Too Close: Compassion Fatigue
Summary
Setting realistic boundaries and dealing with compassion fatigue.
Learning Objectives
- Recognize signs of compassion fatigue and emotional overextension.
- Reflect on the importance of establishing and maintaining healthy boundaries in service roles or during immersive experiences.
- Identify personal and institutional support systems that can help students navigate emotionally challenging situations.
- Recognize and engage with realistic limits that are encountered through community engagement.
Scenario
Anneka is a junior studying neuroscience and behavior. She has always had a passion for working with youth, and wants to use her education to promote medical equity for children with traumatic backgrounds. She intends to go to medical school and specialize in pediatric psychiatry. She is excited to have been accepted for a prestigious community engagement program during the summer, which will place her in a group home for preteen girls who are part of the foster care system. Anneka feels this will be a perfect opportunity to partner with an organization working on the social issues she is passionate about, while also gaining valuable experience for her future career.
After a week in the group home, Anneka is already feeling stretched.
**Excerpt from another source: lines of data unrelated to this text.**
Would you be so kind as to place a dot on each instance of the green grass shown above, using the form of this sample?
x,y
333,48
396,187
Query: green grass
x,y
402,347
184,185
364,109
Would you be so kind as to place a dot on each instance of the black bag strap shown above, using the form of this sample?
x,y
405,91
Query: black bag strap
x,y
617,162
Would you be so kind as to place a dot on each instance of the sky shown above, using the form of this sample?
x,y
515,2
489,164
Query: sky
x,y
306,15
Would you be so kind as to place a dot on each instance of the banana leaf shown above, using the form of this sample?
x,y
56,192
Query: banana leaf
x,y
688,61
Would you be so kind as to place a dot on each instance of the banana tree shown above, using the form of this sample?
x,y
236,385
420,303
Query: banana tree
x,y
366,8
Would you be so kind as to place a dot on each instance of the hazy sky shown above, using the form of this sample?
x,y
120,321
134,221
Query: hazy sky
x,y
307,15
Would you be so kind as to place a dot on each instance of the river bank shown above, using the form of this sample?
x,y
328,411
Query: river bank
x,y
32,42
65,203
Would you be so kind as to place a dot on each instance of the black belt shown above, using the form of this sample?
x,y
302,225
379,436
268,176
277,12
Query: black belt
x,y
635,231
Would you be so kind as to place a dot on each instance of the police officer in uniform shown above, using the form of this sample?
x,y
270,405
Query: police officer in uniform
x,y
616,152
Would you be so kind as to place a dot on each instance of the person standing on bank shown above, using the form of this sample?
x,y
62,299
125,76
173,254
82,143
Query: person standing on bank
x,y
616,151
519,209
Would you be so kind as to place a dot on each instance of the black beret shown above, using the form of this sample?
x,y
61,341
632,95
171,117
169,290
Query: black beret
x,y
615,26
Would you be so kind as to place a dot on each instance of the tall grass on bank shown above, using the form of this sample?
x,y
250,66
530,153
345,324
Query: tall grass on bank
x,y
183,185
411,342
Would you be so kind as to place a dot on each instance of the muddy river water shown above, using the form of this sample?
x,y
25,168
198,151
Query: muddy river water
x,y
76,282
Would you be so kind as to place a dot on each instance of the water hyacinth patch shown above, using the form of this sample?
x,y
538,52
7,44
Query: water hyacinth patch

The environment is not just emotionally demanding, but also chaotic, and clearly suffering from a lack of consistent leadership. Despite this, she is enjoying herself and can see her growth daily. In her second week, Anneka begins to see a particularly strong bond forming with one of the girls. Anneka begins spending more time with this resident, and is enthusiastic as she sees her opening up more and more. However, this resident then begins to confide in Anneka about serious family issues. She recounts past instances of physical and emotional abuse in her family of origin. Anneka suddenly realizes she is far outside her depth. She is feeling emotionally drained and unsure of how to maintain healthy boundaries. But she realizes this has already gone too far, and that the resident sees her as a confidant and trusted friend. She is afraid that if she reaches out to others for help, the resident will feel betrayed and retreat further into her shell. But she also recognizes she is not personally or professionally equipped to respond properly on her own.
Discussion Questions
- How do you know when serious issues shared with you need to be reported or brought to the attention of others?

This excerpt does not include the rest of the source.